太后许是觉得有趣儿,竟是又展了笑颜,“你这丫头倒是别致,既然你喜欢,那便多赏些罢了。”
“谢太后娘娘恩典。”赵清婉复又下跪恭敬谢礼。
“皇后,六艺还有几日落幕?”太后叫了起便转头问询皇后,赵清婉见不再盯着她一人,这才抬眸望向四周。打从进殿起,太后的视线便一直关注赵清婉,说是召见双艺主,今日赵清婉竟是隐约觉着太后懿旨就是为着她来的。
安阳侯夫人见自家侄女儿这般谨慎小心又进退有度的姿态很是欣慰,本想着这两个孩子尚且年幼,定是要多帮衬着些,此时倒是不再担忧,乐的清闲。复又向赵清菡投去安抚的神色,示意她放松了心思。
除却皇后与贤妃,旁的女子俱是官家诰命夫人,倒是不知,今日竟有这般多的女子,赵清婉还未细想太后到底葫芦里卖什么药,话题便又引到她身上。
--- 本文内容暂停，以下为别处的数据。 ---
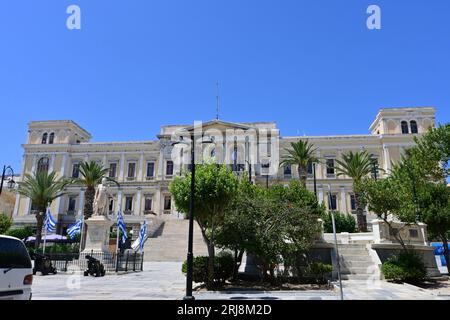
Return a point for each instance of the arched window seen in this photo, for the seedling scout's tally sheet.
(43, 164)
(405, 127)
(413, 125)
(44, 138)
(51, 138)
“哀家在宫里很是无趣,也想着有个人能时常陪陪哀家,清婉你可愿意?”赵清婉面上不动声色,心里却早就泛起涟漪,陪?怎么陪?日日进宫请安还是在宫中常伴,别说赵清婉方才十岁,如若不然竟就以为是看上了赵清婉要选做妃子呢。
别说是赵清婉,满座众人无一不被太后这句话惊吓,与宫里太后搭上关系,莫大尊荣不是,难不成这是想指给哪位皇子,为了给这女子抬一抬身份?
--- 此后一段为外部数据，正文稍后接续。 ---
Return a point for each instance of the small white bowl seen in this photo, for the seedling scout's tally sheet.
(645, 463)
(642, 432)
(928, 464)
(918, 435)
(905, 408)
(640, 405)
众人各有各的心思,都在打量起这下首的女子作何反应。安阳侯夫人倒是握紧了双手,打不定这太后主意,只恐清婉有何不妥,倒也未曾多言,只待赵清婉反应。
“回太后娘娘的话,娘娘日日在宫中想来定是稀罕那宫外的新鲜事儿,小女不才,只能带些有趣儿的消息讨您的欢心,自是万分愿意的。只恐娘娘厌了小女罢。”
甫一听此言,赵清婉两世积攒的沉稳霎时便要坍塌,复又刻意稳了心神,这才讨了些俏皮话,总算是逗乐了太后。
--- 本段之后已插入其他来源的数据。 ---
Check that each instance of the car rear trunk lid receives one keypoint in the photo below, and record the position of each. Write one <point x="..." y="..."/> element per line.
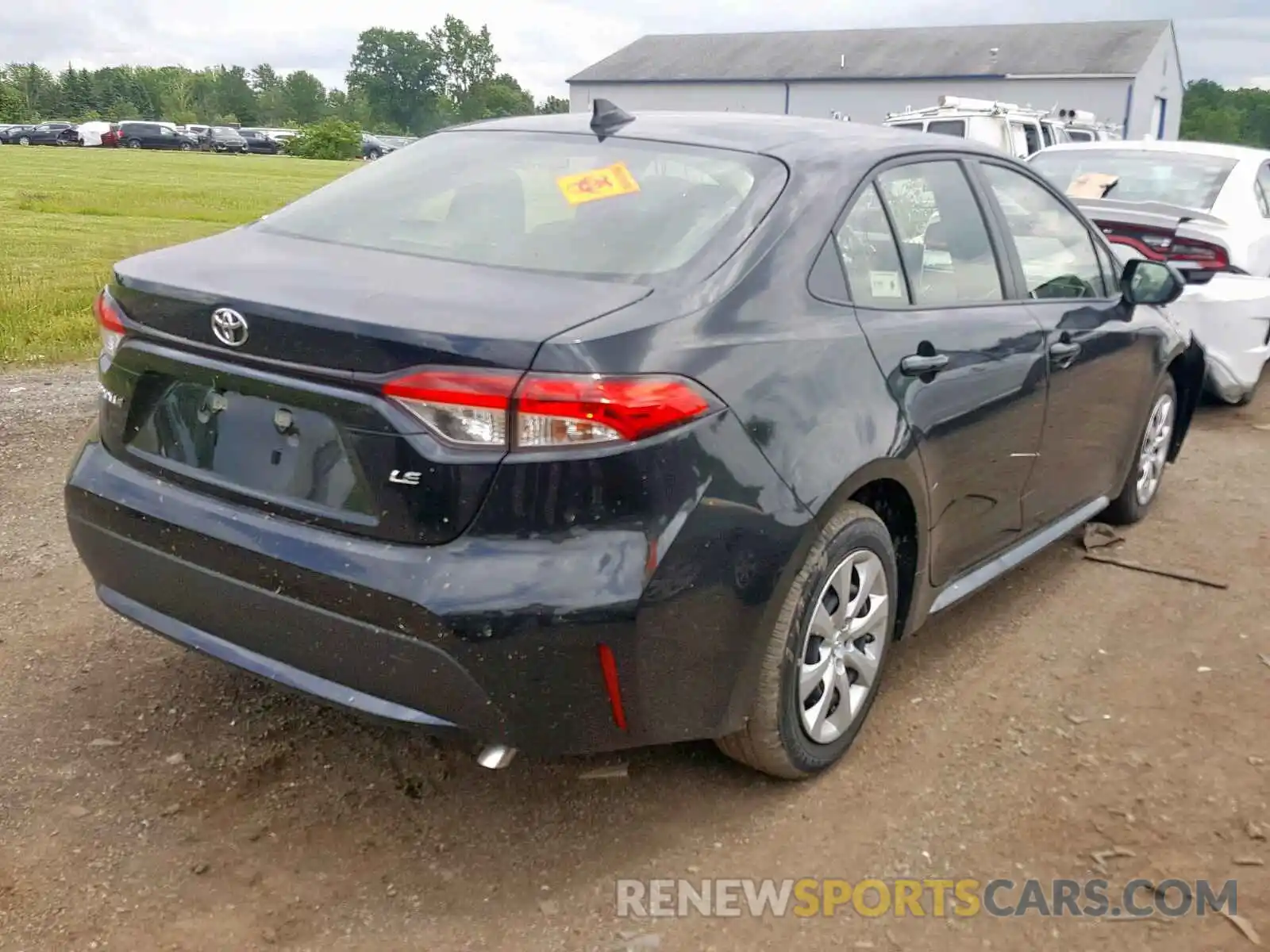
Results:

“你这丫头定是不会叫哀家失望,元安,将宫牌赏了罢,日后进宫许是方便的多。”此言一出,安阳侯夫人方才落地的心复又再次提起,宫牌?这般物品即便是将军夫人也未曾获得,这丫头不过是个大臣之女,无任何封赏,这般作态倒像是刻意抬举。就连一旁的皇后与贤妃也颇为不解。
“母后果真疼爱赵家小姐,媳妇儿看着她落落大方,聪颖伶俐定是个好的,”皇后沉吟之后当先开口,轻叹一口气,略显惋惜道:“若不是年岁太小,臣妾倒是想定下给太子当个知心人呢。”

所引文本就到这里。